Neural Networks from Scratch
For my CS 499 independent study, I implemented a neural network engine using only NumPy. The goal was to understand the fundamentals without relying on frameworks like PyTorch or TensorFlow.
A neural network consists of layers of neurons. Each neuron computes a weighted sum of its inputs, adds a bias, and applies an activation function. Forward propagation computes the network output by passing input through each layer sequentially. I represented layers as matrices of weights and vectors of biases.
Activation functions introduce non-linearity. I implemented sigmoid, tanh, ReLU, and softmax. Sigmoid squashes values between 0 and 1. ReLU is zero for negative inputs and the identity for positive inputs. Softmax converts a vector of numbers into probabilities that sum to one.
Training requires backpropagation - computing gradients of the loss with respect to each parameter using the chain rule. The chain rule states that the derivative of a composition is the product of derivatives. For a multi-layer network, gradients propagate backward from the output layer to the input layer.
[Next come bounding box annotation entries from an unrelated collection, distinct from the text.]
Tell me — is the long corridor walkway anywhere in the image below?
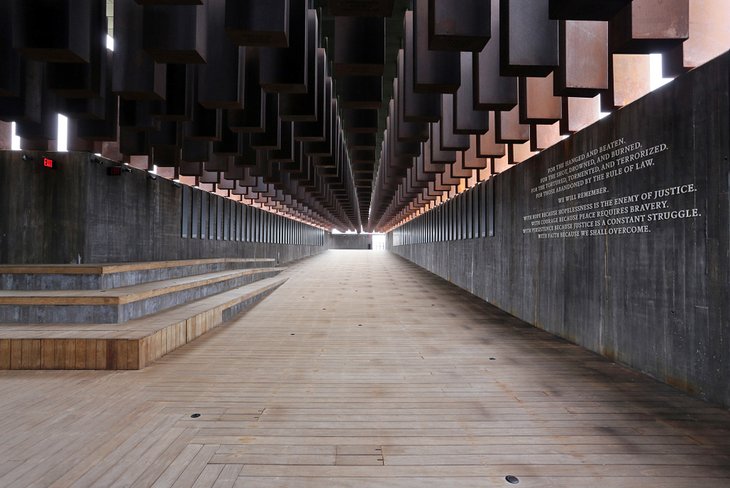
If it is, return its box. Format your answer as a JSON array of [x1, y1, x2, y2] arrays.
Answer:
[[0, 251, 730, 488]]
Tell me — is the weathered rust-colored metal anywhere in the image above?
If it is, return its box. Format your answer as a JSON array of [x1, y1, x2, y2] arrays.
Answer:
[[494, 105, 530, 143], [142, 5, 208, 64], [413, 0, 461, 93], [259, 0, 309, 93], [332, 17, 385, 78], [519, 73, 563, 124], [472, 0, 517, 110], [499, 0, 558, 76], [550, 0, 631, 20], [428, 0, 491, 52], [609, 0, 689, 54], [555, 20, 609, 97], [225, 0, 290, 48]]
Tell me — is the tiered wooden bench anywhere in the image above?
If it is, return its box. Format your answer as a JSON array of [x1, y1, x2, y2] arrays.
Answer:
[[0, 260, 286, 369]]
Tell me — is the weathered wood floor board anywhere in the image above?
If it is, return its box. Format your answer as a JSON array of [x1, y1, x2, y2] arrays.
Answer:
[[0, 251, 730, 488]]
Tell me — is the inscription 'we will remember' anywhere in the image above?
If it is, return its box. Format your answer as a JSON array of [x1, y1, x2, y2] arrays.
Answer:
[[522, 138, 701, 239]]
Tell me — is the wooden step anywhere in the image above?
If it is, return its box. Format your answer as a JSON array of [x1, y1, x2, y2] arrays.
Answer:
[[0, 278, 287, 369], [0, 268, 283, 324], [0, 258, 276, 290]]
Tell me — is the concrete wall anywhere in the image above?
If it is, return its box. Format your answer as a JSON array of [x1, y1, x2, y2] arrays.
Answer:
[[329, 234, 373, 249], [389, 54, 730, 406], [0, 151, 327, 264]]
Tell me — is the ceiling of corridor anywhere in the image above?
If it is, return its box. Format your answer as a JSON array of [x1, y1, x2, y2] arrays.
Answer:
[[0, 0, 730, 231]]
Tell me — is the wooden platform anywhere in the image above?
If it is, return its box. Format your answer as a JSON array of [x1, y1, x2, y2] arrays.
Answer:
[[0, 251, 730, 488], [0, 276, 286, 369]]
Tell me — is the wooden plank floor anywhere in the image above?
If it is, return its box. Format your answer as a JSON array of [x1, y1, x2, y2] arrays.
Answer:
[[0, 251, 730, 488]]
Loss functions measure how far the network’s predictions are from the true values. Mean squared error is common for regression. Cross-entropy loss is used for classification. The optimizer updates weights using the gradients - stochastic gradient descent is simple, while Adam adds momentum and adaptive learning rates.
Vectorization is critical for performance. Instead of looping over examples, I compute operations on entire matrices at once. NumPy’s broadcasting rules handle different shapes automatically. This makes Python code run fast because the heavy lifting happens in optimized C libraries.
I implemented feedforward networks for classification, convolutional neural networks (CNNs) for images, and recurrent neural networks (RNNs) for sequences. CNNs use convolutional layers that slide filters over the input, detecting features at different positions. RNNs maintain hidden state that carries information across time steps.
Training without GPU acceleration is slow, but it forces you to understand the computational cost of each operation. Every matrix multiplication, every activation function call, every gradient computation adds up. This understanding helps when using frameworks - you know what operations are expensive and which optimizations matter.